Soon after, we rented the movie Jackass, which had a sketch called “Wasabi Snooters” (in which one of the guys snorts lines of wasabi, then vomits all over the sushi bar). The term “snooter” really suited (snooted) him for some reason (especially if you’ve ever seen him bury or un-bury something), and the nickname immediately stuck. (Eventually, “Snooter” would lead to the more-popular “Snoots” and “Snooty”; the latter has been his unofficial name since roughly 2006.)
We already had another dog, Clyde, living here. The two of them got along famously — so famously that they would spontaneously go on ten-hour sightseeing trips together through the fields of Orange County. At first, it was funny and endearing — you could have gone all day without seeing them, and late at night you’d be enjoying a beer on the porch when they’d suddenly roll in, filthy and wet, with big, stupid smiles covering their faces.
It became a concern when we got a phone call from a house one day saying that our dogs were there. The dogs hadn’t misbehaved or anything; the concern was that the house was 4.4 miles away. They’d crossed a highway to get there.

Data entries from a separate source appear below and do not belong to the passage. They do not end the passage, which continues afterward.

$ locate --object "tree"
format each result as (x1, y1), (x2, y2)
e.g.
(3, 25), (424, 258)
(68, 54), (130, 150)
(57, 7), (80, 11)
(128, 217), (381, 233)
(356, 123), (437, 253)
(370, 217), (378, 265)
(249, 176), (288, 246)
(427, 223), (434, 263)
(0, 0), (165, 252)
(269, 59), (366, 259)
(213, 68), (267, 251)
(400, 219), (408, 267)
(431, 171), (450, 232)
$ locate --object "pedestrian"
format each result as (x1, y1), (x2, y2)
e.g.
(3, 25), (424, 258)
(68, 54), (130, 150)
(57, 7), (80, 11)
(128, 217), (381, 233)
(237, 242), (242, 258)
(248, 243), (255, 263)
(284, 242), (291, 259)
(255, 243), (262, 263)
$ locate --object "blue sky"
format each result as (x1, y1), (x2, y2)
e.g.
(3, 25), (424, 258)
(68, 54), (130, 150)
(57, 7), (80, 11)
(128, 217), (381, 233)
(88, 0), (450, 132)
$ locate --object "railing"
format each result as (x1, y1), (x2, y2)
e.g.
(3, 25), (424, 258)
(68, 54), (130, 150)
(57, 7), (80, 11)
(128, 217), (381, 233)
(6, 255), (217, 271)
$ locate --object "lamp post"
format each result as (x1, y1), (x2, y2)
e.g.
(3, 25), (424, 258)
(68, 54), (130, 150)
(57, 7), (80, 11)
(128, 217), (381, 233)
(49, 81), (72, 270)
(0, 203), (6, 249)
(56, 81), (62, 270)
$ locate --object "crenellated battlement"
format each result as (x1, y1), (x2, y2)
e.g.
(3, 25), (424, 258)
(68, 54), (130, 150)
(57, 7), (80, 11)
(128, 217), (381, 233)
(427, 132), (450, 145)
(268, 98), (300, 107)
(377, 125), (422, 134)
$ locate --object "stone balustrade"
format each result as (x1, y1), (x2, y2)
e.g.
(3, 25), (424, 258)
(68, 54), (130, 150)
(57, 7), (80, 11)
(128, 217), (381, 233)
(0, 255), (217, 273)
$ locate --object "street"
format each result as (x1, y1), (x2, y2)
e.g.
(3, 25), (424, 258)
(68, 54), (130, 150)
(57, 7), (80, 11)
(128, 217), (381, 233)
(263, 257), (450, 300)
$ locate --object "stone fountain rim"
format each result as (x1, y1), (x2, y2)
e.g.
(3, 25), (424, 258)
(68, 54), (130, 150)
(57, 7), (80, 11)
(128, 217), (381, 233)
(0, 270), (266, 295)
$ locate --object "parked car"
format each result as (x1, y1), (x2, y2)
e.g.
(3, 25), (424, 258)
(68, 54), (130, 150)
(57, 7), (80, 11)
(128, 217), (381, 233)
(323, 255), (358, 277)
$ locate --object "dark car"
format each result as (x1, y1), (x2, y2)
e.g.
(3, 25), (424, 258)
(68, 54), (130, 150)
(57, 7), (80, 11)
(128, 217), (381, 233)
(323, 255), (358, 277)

We started calling these little field trips “jailbreaks” and started to more actively police them. This has, over time, led to the “one dog on rope at all times” policy enforced to this day.
Clyde and Snooty can go months without seeing each other, but if you re-introduce them down here, they’ll immediately conspire together, waiting to exploit the slighest weakness in your defenses. To wit:
Friday afternoon there were six of us out playing croquet. Clyde and Snooty had been together — for the first time since Thanksgiving — no more than ninety minutes. Snooty was on the rope, tied to a specially designed hook near the corner of the Workshop; Clyde was lying down not twenty feet away. We were going to “switch the dogs up” when I got lazy. I unhooked Snoots without first grabbing Clyde in my other hand. The walk from the hook to Clyde’s neck was four paces; three paces in, as I was reaching out for his collar, he bolted. With Snoots right behind him. Jailbreak achieved. (this one lasted only two hours; they’re older now).